Douglas Leite v. Crane Company
749 F.3d 1117
| 9th Cir. | 2014Background
- Plaintiffs (former Pearl Harbor Naval Shipyard machinists) sued Crane Co. in Hawaii state court for failing to warn about asbestos exposure from Navy equipment Crane supplied.
- Crane removed under the federal-officer removal statute, 28 U.S.C. § 1442(a)(1), invoking the government-contractor defense.
- Crane attached affidavits (retired Navy admirals, a medical historian, and a Crane safety VP) and Navy procurement specifications to support removal.

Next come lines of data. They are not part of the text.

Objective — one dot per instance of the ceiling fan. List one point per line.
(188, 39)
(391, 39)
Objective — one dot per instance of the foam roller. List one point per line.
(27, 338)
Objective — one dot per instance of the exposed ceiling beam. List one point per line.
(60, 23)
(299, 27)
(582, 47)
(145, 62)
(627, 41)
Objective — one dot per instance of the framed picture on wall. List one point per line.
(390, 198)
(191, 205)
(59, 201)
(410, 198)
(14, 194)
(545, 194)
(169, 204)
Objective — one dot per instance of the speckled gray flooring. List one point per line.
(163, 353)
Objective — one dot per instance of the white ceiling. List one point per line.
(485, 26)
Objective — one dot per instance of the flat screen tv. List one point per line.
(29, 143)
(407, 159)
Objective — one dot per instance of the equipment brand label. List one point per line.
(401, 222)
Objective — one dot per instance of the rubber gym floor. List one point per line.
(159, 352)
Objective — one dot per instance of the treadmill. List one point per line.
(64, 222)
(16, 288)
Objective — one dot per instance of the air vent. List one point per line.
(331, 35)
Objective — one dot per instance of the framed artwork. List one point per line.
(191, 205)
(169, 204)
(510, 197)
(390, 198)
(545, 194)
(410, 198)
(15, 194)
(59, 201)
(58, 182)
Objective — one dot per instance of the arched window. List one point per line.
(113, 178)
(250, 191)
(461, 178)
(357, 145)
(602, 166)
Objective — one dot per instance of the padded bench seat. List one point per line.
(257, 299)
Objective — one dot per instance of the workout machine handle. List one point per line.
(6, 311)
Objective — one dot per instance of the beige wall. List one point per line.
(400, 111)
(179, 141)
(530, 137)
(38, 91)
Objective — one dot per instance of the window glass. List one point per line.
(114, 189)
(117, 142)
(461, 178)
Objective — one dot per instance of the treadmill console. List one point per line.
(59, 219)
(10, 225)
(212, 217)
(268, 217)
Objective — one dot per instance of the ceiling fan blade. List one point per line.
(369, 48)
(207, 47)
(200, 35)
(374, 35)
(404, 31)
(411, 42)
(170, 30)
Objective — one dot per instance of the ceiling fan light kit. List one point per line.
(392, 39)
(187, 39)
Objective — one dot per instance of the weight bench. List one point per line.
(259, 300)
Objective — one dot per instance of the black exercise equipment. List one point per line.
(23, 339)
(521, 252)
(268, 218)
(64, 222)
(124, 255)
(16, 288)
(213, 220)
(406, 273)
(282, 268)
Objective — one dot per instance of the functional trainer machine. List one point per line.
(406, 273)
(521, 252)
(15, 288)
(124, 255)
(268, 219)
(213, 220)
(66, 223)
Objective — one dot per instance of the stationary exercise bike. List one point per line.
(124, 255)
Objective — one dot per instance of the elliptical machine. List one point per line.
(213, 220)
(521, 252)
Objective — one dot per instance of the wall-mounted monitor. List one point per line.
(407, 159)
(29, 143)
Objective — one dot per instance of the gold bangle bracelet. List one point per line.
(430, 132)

- Plaintiffs moved to remand, contesting the truth and admissibility of Crane’s factual showing (a factual attack), including evidentiary objections under Rule 702.
- District courts denied remand; the Ninth Circuit reviewed whether factual challenges to § 1442 removal require defendants to prove jurisdictional facts by a preponderance and whether district courts may resolve such disputes.
Issues
| Issue | Plaintiff's Argument | Defendant's Argument | Held |
|---|---|---|---|
| 1. Standard for challenges to removal jurisdiction | Remand should be granted because Crane failed to prove required factual predicates for § 1442 removal | Removing defendant need not prove merits but must meet jurisdictional factual requirements when challenged | Court: Apply Rule 12(b)(1) framework; plaintiff may mount facial or factual attack and factual attacks require competent evidence (summary-judgment–type proof) |
| 2. Burden of proof on factual attack | Crane has not met its burden by preponderance on causal nexus and colorable defense | Crane must prove by preponderance when plaintiffs mount a factual attack | Court: Crane bears preponderance burden to establish colorable federal defense and causal nexus |
| 3. Scope of evidence district court may consider | Plaintiffs: district court must exclude unreliable expert portions and then remand if proof lacking | Crane: district court may consider affidavits, specs, and other evidence to determine jurisdiction | Court: District court may resolve disputed jurisdictional facts (except where intertwined with merits) and may consider evidence; admissibility objections are relevant but need not defeat a colorable showing |
| 4. Whether Crane made a colorable government-contractor defense and causal nexus | Plaintiffs: Affidavits are speculative, inadmissible under Rule 702, and insufficient to show Navy-directed omissions | Crane: Affidavits and Navy specs show Navy prescribed warnings, Crane complied, and Navy knew at least as much about asbestos—establishing colorable defense and nexus | Court: Crane made a colorable showing of the Boyle government-contractor defense and proved causal nexus by preponderance; removal proper |
Key Cases Cited
- Boyle v. United Technologies Corp., 487 U.S. 500 (Sup. Ct. 1988) (recognizes government-contractor defense)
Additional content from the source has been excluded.